In lecture, we analyzed running times theoretically. We discussed worst-case time bounds for several of the algorithms. But how does that work in practice? We saw the sorting algorithms demonstration that showed that different types of input yield very different running times. For example, while the worst case analysis says InsertionSort is O(n^2) and MergeSort is O(n log n), when the data is nearly sorted, then InsertionSort finishes more quickly.

Python provides several built-in methods for timing functions. While there is a complete module for analyzing complete programs to determine which functions are using the most time (called ``profiling'' the code), we will use a simpler function, timeit() that times how long a single function takes. In the simplest form, we can time how long a command will take:

timeit() runs in its own environment to give as accurate a measurement as possible. The environment knows about built-in functions, but to use other functions, we need to "import" them into the environment. For example, the following will time a simple function that compute the factorial:

import timeit

def factR(n):
     if n <= 1:
          return 1
     else:
          return n*factR(n-1)

if __name__ == '__main__':
    import timeit
    print(timeit.timeit("factR(100)", setup="from __main__ import factR", number=10))

The last parameter controls the number of times it runs the function to compute the average. The default value is 1,000,000 runs. The function returns the amount of time, in seconds, that it took to run through the code the specified number of times.

Challenges

How long does SelectionSort and MergeSort take on an ordered list of 100 items? How about 10,000 items?
How long does SelectionSort and MergeSort take on a reversed ordered list of 100 items? How about 10,000 items?
And lastly, how long does SelectionSort and MergeSort take on a random list of 100 items? How about 10,000 items?

Recursion vs. Iteration

Everything you can write with recursion, you can write with iteration (just loops). Should you? Each function call requires Python to set up a new frame that keeps track of the parameters passed and current state. For small datasets, that a small portion of the overall running time, but what happens for larger computations?

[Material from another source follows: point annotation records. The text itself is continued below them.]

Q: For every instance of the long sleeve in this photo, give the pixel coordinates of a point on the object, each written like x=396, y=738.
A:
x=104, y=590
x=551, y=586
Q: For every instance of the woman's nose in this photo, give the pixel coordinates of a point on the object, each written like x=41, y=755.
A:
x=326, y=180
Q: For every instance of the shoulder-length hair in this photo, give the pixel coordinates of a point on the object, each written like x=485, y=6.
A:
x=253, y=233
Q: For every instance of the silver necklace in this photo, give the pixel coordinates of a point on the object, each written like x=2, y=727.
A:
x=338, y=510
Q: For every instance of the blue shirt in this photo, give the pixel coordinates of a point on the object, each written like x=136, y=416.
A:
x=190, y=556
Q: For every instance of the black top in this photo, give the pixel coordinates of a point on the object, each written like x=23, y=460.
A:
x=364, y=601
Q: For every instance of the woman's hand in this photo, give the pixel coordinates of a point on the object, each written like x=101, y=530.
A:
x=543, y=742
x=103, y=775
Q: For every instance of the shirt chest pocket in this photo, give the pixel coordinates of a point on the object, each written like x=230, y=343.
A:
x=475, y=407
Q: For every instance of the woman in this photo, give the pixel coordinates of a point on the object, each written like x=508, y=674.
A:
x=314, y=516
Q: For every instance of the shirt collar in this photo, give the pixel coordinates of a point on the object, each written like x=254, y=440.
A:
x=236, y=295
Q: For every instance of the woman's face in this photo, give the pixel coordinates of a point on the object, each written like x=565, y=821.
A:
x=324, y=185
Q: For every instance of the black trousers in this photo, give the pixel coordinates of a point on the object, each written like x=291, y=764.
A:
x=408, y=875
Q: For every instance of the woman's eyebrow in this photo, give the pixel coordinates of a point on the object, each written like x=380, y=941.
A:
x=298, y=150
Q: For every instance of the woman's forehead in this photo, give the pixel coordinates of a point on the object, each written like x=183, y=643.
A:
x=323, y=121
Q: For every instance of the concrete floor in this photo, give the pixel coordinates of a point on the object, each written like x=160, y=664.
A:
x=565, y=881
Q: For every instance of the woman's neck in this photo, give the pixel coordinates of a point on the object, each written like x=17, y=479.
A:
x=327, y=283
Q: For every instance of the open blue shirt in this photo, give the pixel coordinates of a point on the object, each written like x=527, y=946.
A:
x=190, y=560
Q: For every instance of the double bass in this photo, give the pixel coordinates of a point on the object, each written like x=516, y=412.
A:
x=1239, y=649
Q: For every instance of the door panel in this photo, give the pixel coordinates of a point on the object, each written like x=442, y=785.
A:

Let's use a very simple algorithm to test recursion versus iteration running times:

def factR(n):
    if n <= 1:
        return 1
    else:
        return n*factR(n-1)

and

def factI(n):
    prod = 1
    for i in range(2,n):
        prod = i*prod
    return prod

Challenges

How much does recursion add to the running time? Test the two versions of the factorial function on n = 100, 200, 300, 400, and 500, and report the differences in time.

Side Note: In practice, after you have a program running, you profile the code to determine which functions are using the most time. Then, you look at the most time-intensive function and see if there are ways to improve its efficiency. Sometimes, this can be accomplished by simple changes to the code. Other times, it might be necessary to rewrite the entire function. For time-critical programs, this could mean rewriting code in a specialized language for the task or one that allows low-level manipulation to optimize efficiency (e.g. c or assembly language).